Greg Coffin's Convenience is a pleasing new musical that's easy on the ears, lovingly performed and given a finely detailed production at Stages Repertory Theatre. However, merely being pleasant is a serious liability for something that shows so much promise. It still seems like a work in progress.
The show's premise is quickly established in the opening upbeat number, "One Small Step." A young gay couple, Vince and Ethan, move in together. While Ethan (Jonathan McVay) is excited that "one life is better than living in twos," Vince (Scott Sowinski) is cautious: "up to the door, but can't walk through." Meanwhile, Vince's estranged mother, Liz (Susan Shofner), is just as worried about opening her new door. Longtime boyfriend Abe (Thomas Prior) has proposed marriage, but she hesitates, just like her son. Vince is freaked out about telling Mom he's gay; she's freaked out about telling her son about Abe.
Repetitive and static, this double dilemma comprises most of Act I. Peppered throughout this two-note dramatic situation, however, are lovely pop ballads in wailing Elton John style, and lively patter songs ("The Revolving Door") with a definite Stephen Sondheim air. In a musical with almost no spoken dialogue, the most distinctive song is "Standing Still," Vince's nightmarish memory of the night his father walked out. With its jagged rhythms and rhymed couplets, the panic that Vince feels as his parents fight in their bedroom is singularly conveyed. "Late in the night, covers, slippers. I heard a fight, doorway, hallway. Bigger than before, tiptoe, listen. Hiding at their door, keyhole, peeking..."
What wears us down is the story's lack of convincing conflict and the book's incessant rhyming. Much of the time, Coffin's lyrics consist of the "June/moon" school, unvarying in their predictability, or awkwardly placed so they don't screw up the music's meter.
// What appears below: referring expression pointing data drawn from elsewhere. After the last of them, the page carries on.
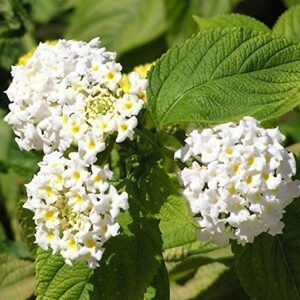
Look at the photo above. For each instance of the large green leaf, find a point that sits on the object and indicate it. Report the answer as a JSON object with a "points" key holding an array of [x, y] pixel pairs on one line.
{"points": [[57, 280], [184, 26], [16, 249], [121, 25], [160, 197], [231, 20], [223, 74], [16, 278], [131, 260], [288, 25], [270, 267]]}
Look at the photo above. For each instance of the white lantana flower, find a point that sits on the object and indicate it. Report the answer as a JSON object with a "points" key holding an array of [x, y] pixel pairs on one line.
{"points": [[70, 92], [239, 182], [74, 207]]}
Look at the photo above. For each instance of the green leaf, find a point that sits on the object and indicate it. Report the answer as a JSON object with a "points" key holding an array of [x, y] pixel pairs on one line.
{"points": [[23, 162], [176, 224], [131, 259], [13, 18], [159, 288], [288, 25], [204, 278], [184, 26], [270, 267], [16, 249], [43, 10], [122, 25], [57, 280], [221, 75], [16, 278], [231, 20]]}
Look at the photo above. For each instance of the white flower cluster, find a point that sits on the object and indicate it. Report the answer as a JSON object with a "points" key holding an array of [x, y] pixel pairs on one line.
{"points": [[74, 207], [69, 92], [239, 182]]}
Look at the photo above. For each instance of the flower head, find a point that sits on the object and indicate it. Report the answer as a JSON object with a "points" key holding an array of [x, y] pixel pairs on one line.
{"points": [[239, 182], [70, 92], [74, 207]]}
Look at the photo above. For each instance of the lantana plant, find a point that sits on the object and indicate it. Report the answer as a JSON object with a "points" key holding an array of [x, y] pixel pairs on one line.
{"points": [[182, 153]]}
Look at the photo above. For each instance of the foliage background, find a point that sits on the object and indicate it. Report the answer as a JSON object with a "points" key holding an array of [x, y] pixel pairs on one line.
{"points": [[140, 31]]}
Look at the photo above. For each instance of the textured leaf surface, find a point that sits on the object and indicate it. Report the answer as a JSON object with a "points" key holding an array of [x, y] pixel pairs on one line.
{"points": [[291, 2], [176, 223], [223, 74], [16, 278], [288, 24], [231, 20], [56, 280], [270, 267], [160, 197], [121, 25]]}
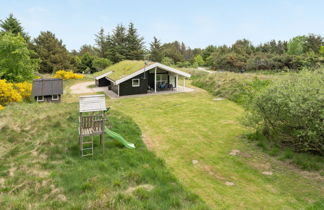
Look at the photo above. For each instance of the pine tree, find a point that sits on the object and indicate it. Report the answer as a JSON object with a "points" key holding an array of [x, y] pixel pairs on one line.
{"points": [[155, 50], [101, 43], [117, 50], [53, 54], [134, 44], [16, 64], [12, 25]]}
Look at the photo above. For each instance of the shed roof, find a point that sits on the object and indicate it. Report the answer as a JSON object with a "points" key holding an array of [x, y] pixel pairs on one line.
{"points": [[92, 103], [44, 87]]}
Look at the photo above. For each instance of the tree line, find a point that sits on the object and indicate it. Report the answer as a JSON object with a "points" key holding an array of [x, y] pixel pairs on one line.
{"points": [[20, 55]]}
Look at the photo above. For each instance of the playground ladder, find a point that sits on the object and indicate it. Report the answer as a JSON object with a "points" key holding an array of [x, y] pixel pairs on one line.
{"points": [[87, 148]]}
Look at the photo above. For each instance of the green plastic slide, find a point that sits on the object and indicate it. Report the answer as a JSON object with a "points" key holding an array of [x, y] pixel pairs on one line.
{"points": [[119, 138]]}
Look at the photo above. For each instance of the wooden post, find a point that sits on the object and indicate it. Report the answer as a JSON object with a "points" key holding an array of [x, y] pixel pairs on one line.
{"points": [[155, 79]]}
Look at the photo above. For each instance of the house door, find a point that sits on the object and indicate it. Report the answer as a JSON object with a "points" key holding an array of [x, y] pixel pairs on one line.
{"points": [[172, 80]]}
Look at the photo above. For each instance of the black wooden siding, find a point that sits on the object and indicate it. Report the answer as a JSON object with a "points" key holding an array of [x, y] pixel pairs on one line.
{"points": [[48, 98], [103, 82], [127, 89]]}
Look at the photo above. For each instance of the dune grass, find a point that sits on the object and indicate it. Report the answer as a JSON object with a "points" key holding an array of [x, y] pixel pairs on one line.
{"points": [[40, 166], [184, 127]]}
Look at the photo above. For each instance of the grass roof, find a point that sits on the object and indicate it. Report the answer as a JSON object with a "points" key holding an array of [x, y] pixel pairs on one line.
{"points": [[123, 69]]}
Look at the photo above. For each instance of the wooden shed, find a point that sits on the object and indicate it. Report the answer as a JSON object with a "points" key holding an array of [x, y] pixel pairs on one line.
{"points": [[49, 90]]}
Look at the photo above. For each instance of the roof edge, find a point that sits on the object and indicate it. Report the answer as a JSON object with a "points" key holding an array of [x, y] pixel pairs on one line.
{"points": [[146, 68]]}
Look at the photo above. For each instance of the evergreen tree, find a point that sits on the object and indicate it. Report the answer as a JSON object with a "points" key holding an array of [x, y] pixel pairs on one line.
{"points": [[16, 64], [155, 50], [134, 43], [53, 54], [296, 45], [12, 25], [117, 50], [87, 49], [101, 43]]}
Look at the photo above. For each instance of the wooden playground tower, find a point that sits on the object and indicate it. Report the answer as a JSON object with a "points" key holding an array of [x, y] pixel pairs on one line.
{"points": [[91, 122]]}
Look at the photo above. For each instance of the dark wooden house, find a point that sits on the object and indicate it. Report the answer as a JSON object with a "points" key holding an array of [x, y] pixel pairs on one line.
{"points": [[49, 90], [139, 77]]}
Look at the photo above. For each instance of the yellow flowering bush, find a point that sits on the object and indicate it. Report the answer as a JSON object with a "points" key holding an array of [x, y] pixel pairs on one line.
{"points": [[24, 89], [67, 75], [8, 93]]}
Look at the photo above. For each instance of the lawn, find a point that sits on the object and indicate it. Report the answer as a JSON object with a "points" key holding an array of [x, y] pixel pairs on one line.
{"points": [[187, 164], [184, 127], [40, 165]]}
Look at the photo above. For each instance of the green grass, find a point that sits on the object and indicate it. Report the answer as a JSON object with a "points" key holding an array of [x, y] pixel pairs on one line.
{"points": [[183, 127], [122, 69], [40, 165], [304, 161]]}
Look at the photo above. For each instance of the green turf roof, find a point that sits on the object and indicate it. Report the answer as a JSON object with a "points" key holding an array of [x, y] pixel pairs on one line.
{"points": [[123, 69]]}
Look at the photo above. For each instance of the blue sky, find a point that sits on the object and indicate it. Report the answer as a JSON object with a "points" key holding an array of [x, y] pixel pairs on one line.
{"points": [[196, 23]]}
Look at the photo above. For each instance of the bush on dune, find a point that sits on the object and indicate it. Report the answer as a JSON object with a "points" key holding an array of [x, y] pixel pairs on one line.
{"points": [[290, 112], [14, 92]]}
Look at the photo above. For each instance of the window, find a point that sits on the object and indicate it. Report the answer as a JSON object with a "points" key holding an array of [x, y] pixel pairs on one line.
{"points": [[162, 78], [135, 82], [40, 98], [55, 97]]}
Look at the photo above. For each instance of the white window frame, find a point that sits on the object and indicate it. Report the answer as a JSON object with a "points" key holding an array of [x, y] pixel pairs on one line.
{"points": [[55, 99], [136, 85], [42, 98]]}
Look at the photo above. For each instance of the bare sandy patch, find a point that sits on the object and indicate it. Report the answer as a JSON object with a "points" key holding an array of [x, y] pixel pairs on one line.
{"points": [[146, 187]]}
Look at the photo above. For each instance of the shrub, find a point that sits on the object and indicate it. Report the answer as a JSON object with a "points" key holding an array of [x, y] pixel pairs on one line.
{"points": [[290, 112], [101, 63], [167, 61], [24, 89], [8, 93], [67, 75], [237, 87]]}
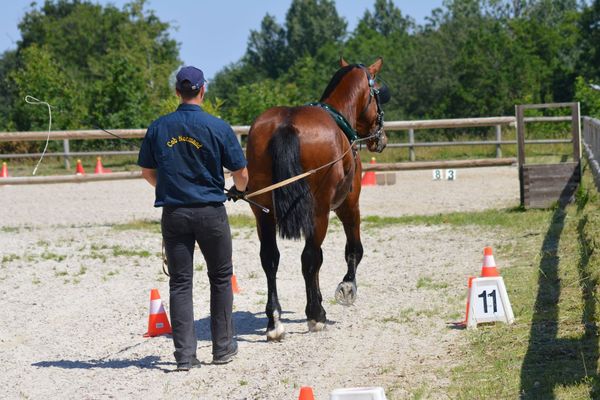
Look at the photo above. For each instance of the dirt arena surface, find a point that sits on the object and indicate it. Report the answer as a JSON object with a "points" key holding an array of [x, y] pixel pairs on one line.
{"points": [[75, 295]]}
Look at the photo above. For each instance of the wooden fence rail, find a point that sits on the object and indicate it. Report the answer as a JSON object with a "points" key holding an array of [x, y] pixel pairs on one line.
{"points": [[242, 130], [591, 145]]}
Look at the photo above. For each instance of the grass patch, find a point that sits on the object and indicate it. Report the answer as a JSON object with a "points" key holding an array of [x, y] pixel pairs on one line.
{"points": [[426, 282], [48, 255], [552, 349], [242, 221], [10, 257], [139, 225], [121, 251]]}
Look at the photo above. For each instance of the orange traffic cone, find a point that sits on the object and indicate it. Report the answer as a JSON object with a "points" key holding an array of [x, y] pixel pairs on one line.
{"points": [[234, 286], [79, 168], [369, 176], [99, 168], [306, 393], [158, 323], [489, 265]]}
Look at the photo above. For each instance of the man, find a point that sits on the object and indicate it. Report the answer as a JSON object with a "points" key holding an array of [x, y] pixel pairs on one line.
{"points": [[183, 155]]}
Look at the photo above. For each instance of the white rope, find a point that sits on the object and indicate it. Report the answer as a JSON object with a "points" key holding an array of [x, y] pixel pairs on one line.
{"points": [[32, 100]]}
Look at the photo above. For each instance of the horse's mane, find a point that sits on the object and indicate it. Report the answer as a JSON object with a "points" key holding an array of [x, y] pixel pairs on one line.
{"points": [[336, 79]]}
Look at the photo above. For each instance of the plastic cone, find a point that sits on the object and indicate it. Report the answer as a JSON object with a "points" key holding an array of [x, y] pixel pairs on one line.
{"points": [[369, 176], [99, 168], [234, 286], [79, 168], [489, 265], [158, 323], [306, 393]]}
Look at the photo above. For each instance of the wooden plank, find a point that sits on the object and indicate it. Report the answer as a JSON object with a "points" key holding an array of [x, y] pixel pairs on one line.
{"points": [[562, 169], [415, 165], [576, 131], [546, 105], [33, 180], [448, 123]]}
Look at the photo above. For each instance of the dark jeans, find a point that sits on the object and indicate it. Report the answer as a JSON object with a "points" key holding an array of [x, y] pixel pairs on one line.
{"points": [[182, 228]]}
Way too much drama is wrung out of these situations, and it seems out of proportion in this day of same-sex Massachusetts marriages and reruns of Will & Grace. Scarred from his father's abandonment, neither Vince nor anyone else makes a compelling case that Dad's walking out had anything to do with Vince's paralysis to tell his mother he's gay. Contrary to what Vince says about her, Mom's a sweet thing, rational and endearing (especially as warmly portrayed by Shofner). When Ethan blurts out his confession, it's no big deal to her. She's more shocked that she didn't recognize it years before.
To compound matters, Vince and Liz have younger versions of themselves, who drag down the plot's momentum by singing about what we already know. As touching as these lullabies and memories are (and they're expertly sung by the exemplary cast), the songs move us not forward but sideways. Emotionally, everyone runs in place.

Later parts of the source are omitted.